The hospital, now called H+ and completely refurbished, used to be called De la Fé or "Faith Hospital," an appropriate name for such an iffy operation.
It was a scary-miserable facility, lacking the most rudimentary modern equipment. I had an X-Ray with a machine that looked like surplus equipment from the Korean War. My friend Billie compared the ambiance in the waiting room of the doctors' office suite to a dingy bus depot. After an emergency landed him to De la Fé, the U.S. consul remarked to Stew and me that he wouldn't bring his cat there for treatment.
The most ballyhooed, and ridiculous, feature of the hospital was its hyperbaric chamber, a pressurized-oxygen machine used primarily to counteract decompression sickness resulting from scuba diving, an odd piece of equipment for a hospital several hundred miles from the ocean.
Except it must have been a money-maker: One of the hospital doctors suggested to Stew that he sign up for a series of hyperbaric "treatments."
"Would it help?," Stew asked the doctor, whose gloomy office looked more like a curio shop.
"Well, it couldn't hurt," the doctor replied.
A billboard on the approach to the hospital, since removed, advertised all manner of medical interventions for just about anything short of a brain transplant—plus the hyperbaric chamber, just in case.
Hmm. No thanks.
Despite its dilapidated interior, and refulgent exterior—the squat, two-story building was a shade of electric blue one would expect to find at a midnight paint liquidation at Home Depot—many expats never ceased to extol the miracles that unfolded daily at De la Fé. Given that for years it was the only game in town, perhaps such sanguine denials were the only way to imagine the possibility of one being taken there in an emergency.
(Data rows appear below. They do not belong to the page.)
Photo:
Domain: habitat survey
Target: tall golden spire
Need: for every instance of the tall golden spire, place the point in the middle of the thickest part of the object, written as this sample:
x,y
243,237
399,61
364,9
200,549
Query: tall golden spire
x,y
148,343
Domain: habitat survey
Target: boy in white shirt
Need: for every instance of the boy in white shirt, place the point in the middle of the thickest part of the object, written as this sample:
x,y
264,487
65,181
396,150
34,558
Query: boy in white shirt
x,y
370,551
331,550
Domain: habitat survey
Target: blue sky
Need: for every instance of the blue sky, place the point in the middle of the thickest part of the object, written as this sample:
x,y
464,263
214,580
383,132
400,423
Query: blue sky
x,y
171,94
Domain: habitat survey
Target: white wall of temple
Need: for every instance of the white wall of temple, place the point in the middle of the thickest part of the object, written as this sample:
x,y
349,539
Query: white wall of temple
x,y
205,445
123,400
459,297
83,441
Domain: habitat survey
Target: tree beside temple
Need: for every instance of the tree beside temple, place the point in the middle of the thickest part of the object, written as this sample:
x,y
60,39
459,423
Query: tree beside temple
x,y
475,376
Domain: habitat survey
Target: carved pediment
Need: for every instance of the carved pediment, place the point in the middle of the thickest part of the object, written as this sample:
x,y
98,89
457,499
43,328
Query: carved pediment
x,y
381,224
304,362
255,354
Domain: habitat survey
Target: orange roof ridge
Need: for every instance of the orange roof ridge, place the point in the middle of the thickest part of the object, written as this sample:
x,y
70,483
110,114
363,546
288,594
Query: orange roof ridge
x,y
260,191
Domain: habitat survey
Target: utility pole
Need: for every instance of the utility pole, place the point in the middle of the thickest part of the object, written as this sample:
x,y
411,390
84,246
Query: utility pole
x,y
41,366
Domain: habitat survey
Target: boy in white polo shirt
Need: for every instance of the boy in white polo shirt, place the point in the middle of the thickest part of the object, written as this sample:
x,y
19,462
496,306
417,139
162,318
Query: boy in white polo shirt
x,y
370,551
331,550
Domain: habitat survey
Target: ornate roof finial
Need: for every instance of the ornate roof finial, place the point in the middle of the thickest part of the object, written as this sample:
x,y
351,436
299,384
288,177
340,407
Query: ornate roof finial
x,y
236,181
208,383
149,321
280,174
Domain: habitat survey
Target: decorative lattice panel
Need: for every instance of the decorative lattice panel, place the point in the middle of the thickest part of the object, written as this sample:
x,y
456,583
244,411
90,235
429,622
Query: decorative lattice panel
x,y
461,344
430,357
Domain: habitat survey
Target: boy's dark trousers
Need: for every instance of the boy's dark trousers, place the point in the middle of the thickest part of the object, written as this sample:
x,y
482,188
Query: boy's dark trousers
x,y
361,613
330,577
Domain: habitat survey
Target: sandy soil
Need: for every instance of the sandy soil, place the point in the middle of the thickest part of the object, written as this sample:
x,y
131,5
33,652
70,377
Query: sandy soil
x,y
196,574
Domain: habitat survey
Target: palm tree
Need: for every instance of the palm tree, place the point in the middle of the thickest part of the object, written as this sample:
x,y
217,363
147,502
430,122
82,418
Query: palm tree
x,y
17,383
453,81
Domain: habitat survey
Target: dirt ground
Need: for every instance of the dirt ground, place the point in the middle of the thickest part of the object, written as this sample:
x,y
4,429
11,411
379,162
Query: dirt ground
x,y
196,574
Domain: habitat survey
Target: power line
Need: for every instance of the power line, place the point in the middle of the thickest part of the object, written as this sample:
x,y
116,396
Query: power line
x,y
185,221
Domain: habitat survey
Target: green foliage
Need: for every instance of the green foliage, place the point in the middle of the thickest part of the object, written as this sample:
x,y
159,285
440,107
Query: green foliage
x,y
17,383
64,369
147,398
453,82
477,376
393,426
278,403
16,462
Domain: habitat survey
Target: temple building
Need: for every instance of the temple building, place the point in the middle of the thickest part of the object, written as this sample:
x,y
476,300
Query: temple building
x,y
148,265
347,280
But when Stew and I visited our friend following the surgery to install a metal rod to realign her humerus, the hospital we encountered was like a vision. Thanks to multi-million peso investment by an out of town chain, the old hospital had been completely gutted and refurbished. Brand-new equipment anywhere we looked. A hospital elevator installed to replace a steep ramp between the first and second floors that would have sent a patient on a wheelchair flying into the lobby if the attendant lost control.
Gone and best forgotten was a sad altar to the Virgin of Guadalupe, located on the second floor hallway and decorated with flickering votive candles and wilted flowers, that was not reassuring to non-believers like me who'd rather bet on modern medical science.
My friend, who stayed for two days in a private, air-conditioned room, couldn't stop talking about the excellent, first-class care she received, from the surgical team to the nurses. She had been through some serious medical crises and said the care she received here was comparable—and in some respects better, particularly the personal attention—to what she experienced at Mt. Sinai Hospital in New York.
When we went to pick her up, I was afraid what the bill would be. I figured for such major surgery, operating room charges alone would be several thousand dollars. But the itemized statement, for the entire stay at the hospital and all the tests, came to only three thousand dollars—a bargain at three times that.
Now, I'm not encouraging anyone to fall down and break their humerus or a leg. But if you plan to, San Miguel may be the best place to do it.
*BTW, what's that faint shadow between the skeleton's legs??